In the Descendants novel, The Isle of the Lost, Shere Khan is an inmate on the Isle of the Lost and attends the birthday party of the Evil Queen's daughter, Evie.

=== Mowgli: Legend of the Jungle (2018) ===
In the 2018 live-action film Mowgli: Legend of the Jungle, Shere Khan is portrayed in motion-capture and voice-over by Benedict Cumberbatch. This version of Shere Khan bears a closer resemblance to his novel counterpart in that he is crippled with a deformed front leg. He is also considerably more sinister than previous incarnations as he continually strives to gain more power and influence among the jungle's creatures as he seeks to kill Mowgli. Shere Khan first appears in the beginning of the film breaking jungle law by killing Mowgli's parents. When the infant Mowgli escapes him thanks to the intervention of Bagheera and the wolf pack, Shere Khan is informed of his whereabouts by his hyena minion Tabaqui and challenges Akela for him. When this fails, Shere Khan leaves for many years until he announces his return by killing man's cattle and leaving it for Baloo and the pack to find. He also pursues Mowgli during the latter's swim and subsequent escape, but fails to catch him after Mowgli falls into a tiger pit and an elephant rescues him. Shere Khan next appears when the Bandar-Log monkeys bring Mowgli to him on Tabaqui's orders, where he tries to eat Mowgli while the boy has been knocked unconscious. The intervention of Baloo, Bagheera and Kaa stops Shere Khan, and he waits until Akela is challenged for leadership to try to claim the boy again after Akela fails to catch a deer, but Mowgli drives him away with a burning branch taken from the Man-Village. Afterwards, Shere Khan divides the wolf pack with his followers haranguing and raiding Akela's pack and their allies. Mowgli, having lived in the Man-Village and seeking to rid the jungle of the tiger's influence, calls out Shere Khan. The boy then faces off against the tiger, aided by the elephants before he manages to mortally wound Shere Khan. However, the hunter pursuing Shere Khan, John Lockwood, accidentally grazes Mowgli with a bullet and shoots Akela as he stops the tiger from killing Mowgli causing the elephant whose tusk was shot off by Lockwood to intervene and kill the hunter to prevent more death. As the other animals rally to Mowgli, Shere Khan slinks away and collapses, playing dead to try to lure Mowgli in. Mowgli fails to let his guard down and kills Shere Khan with his knife as the tiger tries to kill him, ending his reign of terror once and for all.

===Other appearances===
- Shere Khan appeared in the 1942 film adaptation by the Hungarian brothers, Zoltan and Alexander Korda, with the screenplay written by Laurence Stallings.
- In the 1967 Russian animated short series Adventures of Mowgli, Shere Khan is voiced by Anatoli Papanov in Russian and by Scott McNeil in the English-language version.
- In the 1976 animated television adaptation of "Mowgli's Brothers", all the male characters, including Shere Khan, are voiced by narrator Roddy McDowall. In this adaptation he is a robust white tiger.

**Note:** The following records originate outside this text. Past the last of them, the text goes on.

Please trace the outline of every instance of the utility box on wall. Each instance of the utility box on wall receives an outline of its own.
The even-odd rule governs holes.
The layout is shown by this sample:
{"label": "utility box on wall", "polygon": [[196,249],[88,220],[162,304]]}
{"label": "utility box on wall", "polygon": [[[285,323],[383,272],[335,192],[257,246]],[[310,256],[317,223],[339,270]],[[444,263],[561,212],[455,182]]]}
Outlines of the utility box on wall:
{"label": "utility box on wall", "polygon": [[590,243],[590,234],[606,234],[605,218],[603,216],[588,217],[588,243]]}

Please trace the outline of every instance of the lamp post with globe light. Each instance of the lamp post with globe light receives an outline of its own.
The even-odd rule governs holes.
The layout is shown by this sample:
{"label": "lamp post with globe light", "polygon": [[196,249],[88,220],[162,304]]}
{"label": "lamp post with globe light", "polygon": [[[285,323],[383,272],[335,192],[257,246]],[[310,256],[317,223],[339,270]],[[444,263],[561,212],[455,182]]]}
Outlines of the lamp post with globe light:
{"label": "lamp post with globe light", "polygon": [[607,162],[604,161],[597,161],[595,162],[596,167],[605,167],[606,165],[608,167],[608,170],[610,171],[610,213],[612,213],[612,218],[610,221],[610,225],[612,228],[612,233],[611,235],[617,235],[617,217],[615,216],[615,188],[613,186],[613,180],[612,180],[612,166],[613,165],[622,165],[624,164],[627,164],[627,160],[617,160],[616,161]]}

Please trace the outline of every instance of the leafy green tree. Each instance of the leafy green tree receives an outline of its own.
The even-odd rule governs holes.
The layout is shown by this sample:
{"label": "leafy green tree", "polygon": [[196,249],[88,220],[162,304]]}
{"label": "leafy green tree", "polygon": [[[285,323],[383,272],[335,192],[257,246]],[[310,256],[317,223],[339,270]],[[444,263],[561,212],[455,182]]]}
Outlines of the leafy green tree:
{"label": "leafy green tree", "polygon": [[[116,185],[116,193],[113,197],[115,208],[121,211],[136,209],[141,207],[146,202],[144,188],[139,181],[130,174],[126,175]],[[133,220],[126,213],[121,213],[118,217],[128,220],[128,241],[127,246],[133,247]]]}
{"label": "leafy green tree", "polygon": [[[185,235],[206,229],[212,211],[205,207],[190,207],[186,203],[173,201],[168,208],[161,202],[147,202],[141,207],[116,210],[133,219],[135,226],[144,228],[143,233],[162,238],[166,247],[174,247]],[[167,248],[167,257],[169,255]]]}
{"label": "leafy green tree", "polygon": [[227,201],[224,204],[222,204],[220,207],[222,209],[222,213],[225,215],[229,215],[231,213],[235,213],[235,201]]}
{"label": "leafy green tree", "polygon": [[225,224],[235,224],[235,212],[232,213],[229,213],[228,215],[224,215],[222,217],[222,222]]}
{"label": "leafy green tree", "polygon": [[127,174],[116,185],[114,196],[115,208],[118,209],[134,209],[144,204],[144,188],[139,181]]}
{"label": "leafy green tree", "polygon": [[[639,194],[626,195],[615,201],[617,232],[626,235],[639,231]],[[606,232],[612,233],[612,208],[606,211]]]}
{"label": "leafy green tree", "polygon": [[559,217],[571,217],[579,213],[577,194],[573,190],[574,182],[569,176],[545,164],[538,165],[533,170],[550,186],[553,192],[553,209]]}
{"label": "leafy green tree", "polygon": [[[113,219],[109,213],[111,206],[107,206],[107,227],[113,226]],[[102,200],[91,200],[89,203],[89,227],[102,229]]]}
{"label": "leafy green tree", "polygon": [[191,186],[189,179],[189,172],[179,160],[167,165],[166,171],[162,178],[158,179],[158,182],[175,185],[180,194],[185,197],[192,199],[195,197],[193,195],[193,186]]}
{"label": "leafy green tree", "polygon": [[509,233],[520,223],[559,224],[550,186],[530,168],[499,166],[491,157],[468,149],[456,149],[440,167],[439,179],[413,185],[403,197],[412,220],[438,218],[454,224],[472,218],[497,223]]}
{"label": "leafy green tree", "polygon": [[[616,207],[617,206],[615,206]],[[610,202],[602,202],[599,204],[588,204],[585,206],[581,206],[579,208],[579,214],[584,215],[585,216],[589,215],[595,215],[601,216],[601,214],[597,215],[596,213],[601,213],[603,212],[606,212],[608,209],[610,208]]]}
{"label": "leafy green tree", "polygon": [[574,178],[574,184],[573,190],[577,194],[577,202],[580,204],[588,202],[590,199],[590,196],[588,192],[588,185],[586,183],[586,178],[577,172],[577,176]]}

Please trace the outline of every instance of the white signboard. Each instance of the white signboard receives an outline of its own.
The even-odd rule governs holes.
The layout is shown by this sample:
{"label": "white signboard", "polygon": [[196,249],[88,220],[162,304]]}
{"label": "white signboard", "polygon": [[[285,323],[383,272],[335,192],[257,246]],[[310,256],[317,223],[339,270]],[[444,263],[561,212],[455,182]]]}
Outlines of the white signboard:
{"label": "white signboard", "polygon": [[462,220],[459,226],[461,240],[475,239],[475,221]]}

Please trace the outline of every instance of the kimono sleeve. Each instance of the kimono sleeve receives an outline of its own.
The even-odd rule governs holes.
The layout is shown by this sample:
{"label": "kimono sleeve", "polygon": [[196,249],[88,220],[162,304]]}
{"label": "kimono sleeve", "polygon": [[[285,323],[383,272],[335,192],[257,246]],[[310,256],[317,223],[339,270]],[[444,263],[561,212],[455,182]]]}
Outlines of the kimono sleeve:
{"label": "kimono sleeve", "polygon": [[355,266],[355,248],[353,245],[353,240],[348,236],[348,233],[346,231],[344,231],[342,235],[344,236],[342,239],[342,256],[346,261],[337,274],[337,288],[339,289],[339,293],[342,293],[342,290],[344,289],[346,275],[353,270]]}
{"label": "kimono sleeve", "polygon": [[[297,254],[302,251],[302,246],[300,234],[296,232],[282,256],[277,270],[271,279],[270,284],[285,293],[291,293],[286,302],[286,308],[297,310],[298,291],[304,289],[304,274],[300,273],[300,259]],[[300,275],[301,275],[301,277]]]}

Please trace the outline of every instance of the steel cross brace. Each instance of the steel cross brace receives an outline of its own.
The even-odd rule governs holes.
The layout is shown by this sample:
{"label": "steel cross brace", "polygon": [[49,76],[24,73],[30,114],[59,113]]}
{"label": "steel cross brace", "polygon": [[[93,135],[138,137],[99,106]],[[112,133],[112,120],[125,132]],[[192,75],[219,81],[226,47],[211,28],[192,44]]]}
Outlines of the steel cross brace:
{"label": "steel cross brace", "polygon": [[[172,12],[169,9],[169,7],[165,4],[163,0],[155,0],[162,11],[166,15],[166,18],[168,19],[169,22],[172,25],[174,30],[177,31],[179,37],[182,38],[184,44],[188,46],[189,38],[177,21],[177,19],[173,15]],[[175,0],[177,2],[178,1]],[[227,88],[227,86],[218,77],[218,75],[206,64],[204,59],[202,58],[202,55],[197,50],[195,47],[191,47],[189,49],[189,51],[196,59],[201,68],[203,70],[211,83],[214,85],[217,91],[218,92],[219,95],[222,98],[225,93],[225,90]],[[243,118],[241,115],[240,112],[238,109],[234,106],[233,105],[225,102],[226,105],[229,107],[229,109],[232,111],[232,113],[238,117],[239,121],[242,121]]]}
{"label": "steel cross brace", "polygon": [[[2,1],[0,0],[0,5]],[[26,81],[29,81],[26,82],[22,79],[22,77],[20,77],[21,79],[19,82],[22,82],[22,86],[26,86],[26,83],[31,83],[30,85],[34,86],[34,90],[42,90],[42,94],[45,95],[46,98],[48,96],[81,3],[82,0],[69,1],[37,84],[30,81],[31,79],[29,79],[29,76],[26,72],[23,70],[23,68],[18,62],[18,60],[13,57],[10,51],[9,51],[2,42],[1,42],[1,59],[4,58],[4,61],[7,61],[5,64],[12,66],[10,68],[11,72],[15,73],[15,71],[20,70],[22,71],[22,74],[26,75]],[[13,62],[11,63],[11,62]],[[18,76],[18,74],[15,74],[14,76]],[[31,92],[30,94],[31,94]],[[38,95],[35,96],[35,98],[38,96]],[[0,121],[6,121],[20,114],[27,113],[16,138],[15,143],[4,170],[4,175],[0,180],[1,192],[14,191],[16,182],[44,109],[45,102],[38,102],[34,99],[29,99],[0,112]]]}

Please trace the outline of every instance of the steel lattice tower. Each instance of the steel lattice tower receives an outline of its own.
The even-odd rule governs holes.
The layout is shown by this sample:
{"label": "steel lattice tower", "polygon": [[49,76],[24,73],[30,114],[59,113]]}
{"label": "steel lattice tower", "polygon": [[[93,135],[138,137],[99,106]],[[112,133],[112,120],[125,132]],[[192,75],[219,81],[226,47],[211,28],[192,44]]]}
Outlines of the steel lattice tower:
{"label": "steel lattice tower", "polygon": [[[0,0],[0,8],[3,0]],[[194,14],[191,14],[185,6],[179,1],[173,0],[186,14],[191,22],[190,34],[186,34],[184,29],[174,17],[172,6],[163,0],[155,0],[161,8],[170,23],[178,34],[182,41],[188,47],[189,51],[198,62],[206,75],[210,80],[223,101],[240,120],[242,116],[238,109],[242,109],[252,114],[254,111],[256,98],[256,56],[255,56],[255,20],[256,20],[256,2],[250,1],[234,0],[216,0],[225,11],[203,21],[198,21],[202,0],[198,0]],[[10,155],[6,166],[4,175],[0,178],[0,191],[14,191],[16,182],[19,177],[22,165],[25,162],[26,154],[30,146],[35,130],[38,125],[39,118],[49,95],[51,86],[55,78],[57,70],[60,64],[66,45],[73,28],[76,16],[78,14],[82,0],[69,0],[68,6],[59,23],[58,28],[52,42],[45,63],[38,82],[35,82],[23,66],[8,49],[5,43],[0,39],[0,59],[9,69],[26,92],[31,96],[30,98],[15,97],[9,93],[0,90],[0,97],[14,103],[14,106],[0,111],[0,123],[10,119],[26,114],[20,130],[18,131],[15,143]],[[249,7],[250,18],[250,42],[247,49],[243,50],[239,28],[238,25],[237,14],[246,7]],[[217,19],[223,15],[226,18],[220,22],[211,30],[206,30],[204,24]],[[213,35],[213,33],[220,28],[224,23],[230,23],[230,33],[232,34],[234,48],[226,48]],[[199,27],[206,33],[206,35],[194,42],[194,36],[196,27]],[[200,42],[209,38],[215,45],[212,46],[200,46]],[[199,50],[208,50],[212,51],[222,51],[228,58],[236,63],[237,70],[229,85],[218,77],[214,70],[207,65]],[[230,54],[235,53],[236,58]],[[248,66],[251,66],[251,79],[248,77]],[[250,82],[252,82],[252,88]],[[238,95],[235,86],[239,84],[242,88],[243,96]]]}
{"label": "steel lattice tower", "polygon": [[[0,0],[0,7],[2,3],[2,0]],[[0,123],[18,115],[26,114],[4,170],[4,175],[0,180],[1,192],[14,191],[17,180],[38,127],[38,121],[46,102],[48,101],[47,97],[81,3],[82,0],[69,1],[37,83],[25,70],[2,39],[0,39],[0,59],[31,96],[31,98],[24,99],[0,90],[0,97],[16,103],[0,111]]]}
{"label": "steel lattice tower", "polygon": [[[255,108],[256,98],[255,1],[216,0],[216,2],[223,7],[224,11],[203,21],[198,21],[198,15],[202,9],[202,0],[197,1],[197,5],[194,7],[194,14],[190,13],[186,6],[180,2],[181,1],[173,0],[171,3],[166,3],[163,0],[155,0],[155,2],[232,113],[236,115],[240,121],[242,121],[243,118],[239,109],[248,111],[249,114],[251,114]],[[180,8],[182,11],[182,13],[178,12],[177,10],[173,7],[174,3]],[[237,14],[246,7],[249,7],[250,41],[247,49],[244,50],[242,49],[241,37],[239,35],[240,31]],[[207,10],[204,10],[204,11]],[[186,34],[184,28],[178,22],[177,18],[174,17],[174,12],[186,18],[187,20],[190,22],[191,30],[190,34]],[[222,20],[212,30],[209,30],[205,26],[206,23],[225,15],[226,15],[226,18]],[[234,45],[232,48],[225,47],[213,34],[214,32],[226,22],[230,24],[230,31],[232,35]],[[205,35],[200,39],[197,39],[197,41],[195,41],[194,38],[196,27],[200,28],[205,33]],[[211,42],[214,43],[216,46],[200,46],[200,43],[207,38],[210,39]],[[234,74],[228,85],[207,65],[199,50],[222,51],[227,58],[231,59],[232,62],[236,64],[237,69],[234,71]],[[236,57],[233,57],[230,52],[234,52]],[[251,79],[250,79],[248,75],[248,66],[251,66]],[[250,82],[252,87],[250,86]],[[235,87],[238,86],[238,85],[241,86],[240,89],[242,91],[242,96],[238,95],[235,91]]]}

- In the 1989 Japanese anime television series Jungle Book Shōnen Mowgli, Shere Khan is voiced by Shigezō Sasaoka in Japanese, Jean Fontaine in the English dub, and Nana Patekar in the Hindi dub. Unlike in the literature, his crippled right leg wasn't a birth defect, but gained in a fight with the wolf Alexander, who was fathering Mowgli. He is very accurate to Kipling's portrayal in a lot of ways (like the fact that he has Tabaqui as a sidekick), only more cruel as he has violated many jungle laws (which includes man-eating) and also shares his Disney version's fear of fire.
- A song titled "Shere Kahn" appears on the 1997 debut album Music for Earthworms by underground rapper Aesop Rock.
- In the Spanish animated television series The Triplets, Shere Khan appears in the episode "The Triplets and The Jungle Book". Unlike other versions, Shere Khan is shown as a good character, acting as Mowgli's protector just as the panther Bagheera and the bear Baloo do in most adaptations. He joins the triplets in finding Mowgli, who has been kidnapped by a hunter who is looking for the treasure of Monkey Town.
- In the 2010 Indian animated television series The Jungle Book, Shere Khan is voiced by David Holt in Seasons 1 and 2 and Marc Thompson in Season 3.